カムペー

分 類ギリシア・ローマ神話
名 称 Κάμπη 〔kampē〕(カムペー)【古代ギリシア語】
容 姿上半身は女性、下半身からはさまざまな怪物が生えている(詳細は本文)。
特 徴クロノスにタルタロス(奈落)の入り口の番人に任命され、ヘカトンケイル族やキュクロープス族を幽閉していた。ゼウスに退治された。
出 典アポッロドーロス『ビブリオテーケー』(1~2世紀頃)、ノンノス『ディオニューソス譚』(5世紀)など

奈落の入口を守護するおぞましい怪物!?

カムペーはギリシア・ローマ神話に登場する怪物である。ゼウスの父クロノスは、厄介な兄弟たちであるヘカトンケイル族(百腕巨人)、キュクロープス族(一眼巨人)をタルタロス(奈落)に幽閉し、その門番としてカムペーを置いた。ゼウスはクロノス率いるティーターン族との戦いを開始したが、10年戦っても勝敗は決しなかった。ゼウスは、大地の女神ガイアから、タルタロスに幽閉されているヘカトンケイル族とキュクロープス族を味方につければ勝利できると教えられ、カムペーを殺して彼らを解放した。彼らの助力を得て、ゼウスはティーターン族を降し、神々の王となった。
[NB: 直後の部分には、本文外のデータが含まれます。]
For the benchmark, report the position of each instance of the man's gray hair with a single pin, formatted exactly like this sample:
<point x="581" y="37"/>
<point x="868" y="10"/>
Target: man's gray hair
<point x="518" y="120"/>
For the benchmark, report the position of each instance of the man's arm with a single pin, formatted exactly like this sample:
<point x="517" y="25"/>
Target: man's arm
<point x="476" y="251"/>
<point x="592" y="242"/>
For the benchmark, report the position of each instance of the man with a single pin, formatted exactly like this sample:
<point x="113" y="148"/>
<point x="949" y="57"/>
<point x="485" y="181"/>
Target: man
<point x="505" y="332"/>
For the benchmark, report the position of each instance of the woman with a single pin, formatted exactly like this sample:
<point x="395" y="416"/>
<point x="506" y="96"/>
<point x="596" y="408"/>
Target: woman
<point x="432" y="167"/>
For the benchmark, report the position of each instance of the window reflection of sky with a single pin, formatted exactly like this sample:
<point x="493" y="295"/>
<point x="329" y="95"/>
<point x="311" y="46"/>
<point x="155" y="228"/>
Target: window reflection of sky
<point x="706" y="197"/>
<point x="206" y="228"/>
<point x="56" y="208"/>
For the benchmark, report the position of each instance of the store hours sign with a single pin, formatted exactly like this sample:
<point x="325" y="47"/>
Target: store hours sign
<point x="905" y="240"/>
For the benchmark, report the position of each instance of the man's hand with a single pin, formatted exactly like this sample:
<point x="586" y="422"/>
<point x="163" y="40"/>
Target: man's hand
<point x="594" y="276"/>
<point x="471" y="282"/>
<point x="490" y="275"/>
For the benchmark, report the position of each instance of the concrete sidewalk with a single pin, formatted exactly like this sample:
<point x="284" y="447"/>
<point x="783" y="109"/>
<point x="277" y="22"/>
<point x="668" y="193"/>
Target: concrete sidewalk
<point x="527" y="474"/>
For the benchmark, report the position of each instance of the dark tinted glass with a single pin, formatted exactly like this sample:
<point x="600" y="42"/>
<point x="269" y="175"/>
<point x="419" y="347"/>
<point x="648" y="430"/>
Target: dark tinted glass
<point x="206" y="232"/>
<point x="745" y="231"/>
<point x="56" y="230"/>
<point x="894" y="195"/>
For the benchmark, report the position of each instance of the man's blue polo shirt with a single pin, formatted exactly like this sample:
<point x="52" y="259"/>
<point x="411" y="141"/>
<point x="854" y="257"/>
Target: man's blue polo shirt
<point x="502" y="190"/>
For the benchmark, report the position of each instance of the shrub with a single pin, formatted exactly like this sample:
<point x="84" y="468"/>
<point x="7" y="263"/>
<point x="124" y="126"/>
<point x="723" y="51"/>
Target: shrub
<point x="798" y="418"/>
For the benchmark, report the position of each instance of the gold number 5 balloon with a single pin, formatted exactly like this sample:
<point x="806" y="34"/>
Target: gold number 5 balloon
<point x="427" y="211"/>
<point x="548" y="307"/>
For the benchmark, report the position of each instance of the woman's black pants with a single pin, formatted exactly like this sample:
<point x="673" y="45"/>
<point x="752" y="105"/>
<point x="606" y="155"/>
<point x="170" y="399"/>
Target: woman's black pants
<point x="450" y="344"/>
アポッロドーロスの『ビブリオテーケー』ではあっという間に退治されてしまうカムペーだが、その姿について、ノンノスが『ディオニューソス譚』で詳細に描写している。あまりにおぞましい姿が強調されていて、実のところ、不明瞭でよく分からない。要約すると、上半身は女性で、胸元から太腿にかけては鱗のついた海の怪物で、足は無数に分かれてうねうねと曲がりくねったヘビで毒の息を吐き、彼女の首回りからは50もの獣の頭が突き出していて、背中にはサソリの尾が突き出し、彼女の頭髪からは無数のヘビが生えていて毒の息を吐いている。身体から塩水を撒き散らし、1対の真っ黒い翼からは強風を吐き出す。鎌のような鋭く長い爪をはやし、目からは炎が飛び出す。何でもありのおそろしい姿である。ゼウスに雷霆で撃たれて倒されたと説明されている。